RegEx: found all comments but not within quotation marks-CodePudding

I have thought of an example that I can use to learn it well. I designed a kind of "script language" (as a string) that I want to parse and interpret.

PS: Yes, it reminds of LINQ a bit, but that's just a coincidence.

The first thing I thought about, I want to remove all the comments, because these shouldn't be interpreted.

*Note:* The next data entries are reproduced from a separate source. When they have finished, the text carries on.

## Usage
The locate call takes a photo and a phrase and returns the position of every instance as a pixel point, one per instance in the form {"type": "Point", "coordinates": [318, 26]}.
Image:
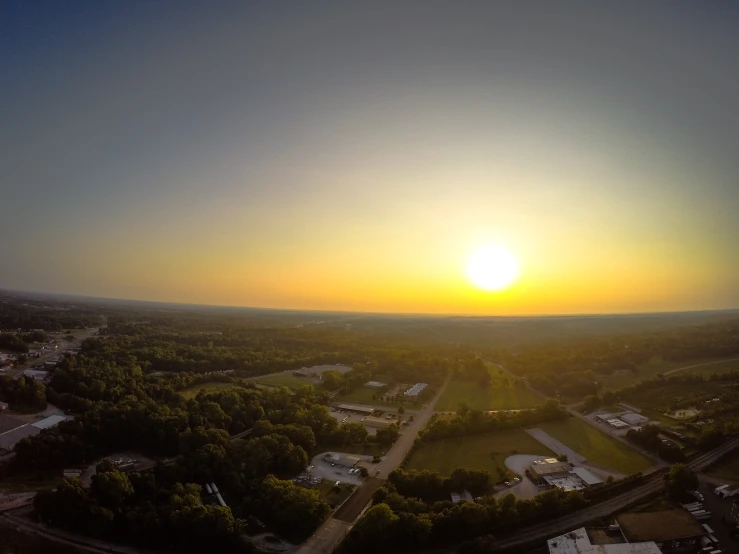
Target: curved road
{"type": "Point", "coordinates": [332, 532]}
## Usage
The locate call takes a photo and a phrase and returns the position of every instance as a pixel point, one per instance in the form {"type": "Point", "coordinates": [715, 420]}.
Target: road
{"type": "Point", "coordinates": [332, 532]}
{"type": "Point", "coordinates": [62, 347]}
{"type": "Point", "coordinates": [530, 536]}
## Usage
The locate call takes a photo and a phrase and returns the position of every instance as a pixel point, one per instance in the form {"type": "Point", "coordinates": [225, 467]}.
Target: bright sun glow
{"type": "Point", "coordinates": [492, 268]}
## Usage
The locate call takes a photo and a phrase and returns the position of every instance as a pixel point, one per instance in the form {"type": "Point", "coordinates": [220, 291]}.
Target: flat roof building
{"type": "Point", "coordinates": [548, 468]}
{"type": "Point", "coordinates": [416, 389]}
{"type": "Point", "coordinates": [634, 419]}
{"type": "Point", "coordinates": [579, 542]}
{"type": "Point", "coordinates": [371, 421]}
{"type": "Point", "coordinates": [342, 460]}
{"type": "Point", "coordinates": [671, 530]}
{"type": "Point", "coordinates": [366, 410]}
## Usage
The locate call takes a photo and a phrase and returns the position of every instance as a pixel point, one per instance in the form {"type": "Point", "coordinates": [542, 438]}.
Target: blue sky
{"type": "Point", "coordinates": [298, 155]}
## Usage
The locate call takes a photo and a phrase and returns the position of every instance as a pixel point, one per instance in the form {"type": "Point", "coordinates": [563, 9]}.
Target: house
{"type": "Point", "coordinates": [674, 531]}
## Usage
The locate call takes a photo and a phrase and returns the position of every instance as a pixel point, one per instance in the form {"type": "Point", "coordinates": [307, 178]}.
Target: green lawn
{"type": "Point", "coordinates": [284, 379]}
{"type": "Point", "coordinates": [487, 451]}
{"type": "Point", "coordinates": [362, 395]}
{"type": "Point", "coordinates": [333, 496]}
{"type": "Point", "coordinates": [597, 447]}
{"type": "Point", "coordinates": [727, 469]}
{"type": "Point", "coordinates": [192, 392]}
{"type": "Point", "coordinates": [492, 398]}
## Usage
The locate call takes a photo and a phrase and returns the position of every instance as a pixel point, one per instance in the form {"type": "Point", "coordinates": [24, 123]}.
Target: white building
{"type": "Point", "coordinates": [578, 542]}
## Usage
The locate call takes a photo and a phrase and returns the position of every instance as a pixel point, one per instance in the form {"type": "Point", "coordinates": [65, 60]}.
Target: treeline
{"type": "Point", "coordinates": [473, 422]}
{"type": "Point", "coordinates": [23, 394]}
{"type": "Point", "coordinates": [399, 522]}
{"type": "Point", "coordinates": [17, 315]}
{"type": "Point", "coordinates": [250, 351]}
{"type": "Point", "coordinates": [570, 368]}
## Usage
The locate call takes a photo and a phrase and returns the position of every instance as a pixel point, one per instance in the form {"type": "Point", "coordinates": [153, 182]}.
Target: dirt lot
{"type": "Point", "coordinates": [351, 509]}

I only look for comments like: /*...*/ and //...\n

However, these should of course not happen within quotation marks: "..." and '...'

But how can I use RegEx to find comments that are not inside quotation marks?

String:

  //get means only read, but not to mutate data
  Get(BooksWithAuthors)
    //default queries via mycel
    .Query()
      //junction table to pair books and authors
      .From(BookAuthor.As(BA))
      //main table for books
      .Join(left: Books.As(B) => B.Id == BA.BookId)
      //main table for authors
      .Join(left: Authors.As(A) => A.Id == BA.AuthorId)
      //groups by column, body allows to restore data (restructuring)
      .GroupBy(B.Id, => B.Authors.Add(A))
      //ignore still registerd data objects for the response
      .SelectIgnore(BA)
      //or select only that fields or objects you want to response
      .Select(B)
      .Foo("//wrong-comment-inside-quotes")
      .Foo('//wrong-comment-inside-single-quotes')
      .Foo('some /*wrong-comment*/ inside')
  ;

  //get means only read, but not to mutate data
  Get(BooksWithAuthorsByMethod)
    //using individual backside methods (created by own)
    .GetBooksWithAuthors(id:6, filter:{key:'minAuthorAge', value:17})
  ;

  /*
    comments
    "over"
    'multiply
    lines' //with wrong comments inside
  *\

RegEx:

.*[^'"].*([\/]{2}.*[\r\n|\r|\n]).*[^'"].*

(https://regex101.com/r/zPzBFj/1)

Yeah, I tried it only with //, but not every incidence was found and it also matches that comments within quotation marks. Maybe ?! is not the right way. But how can I do that?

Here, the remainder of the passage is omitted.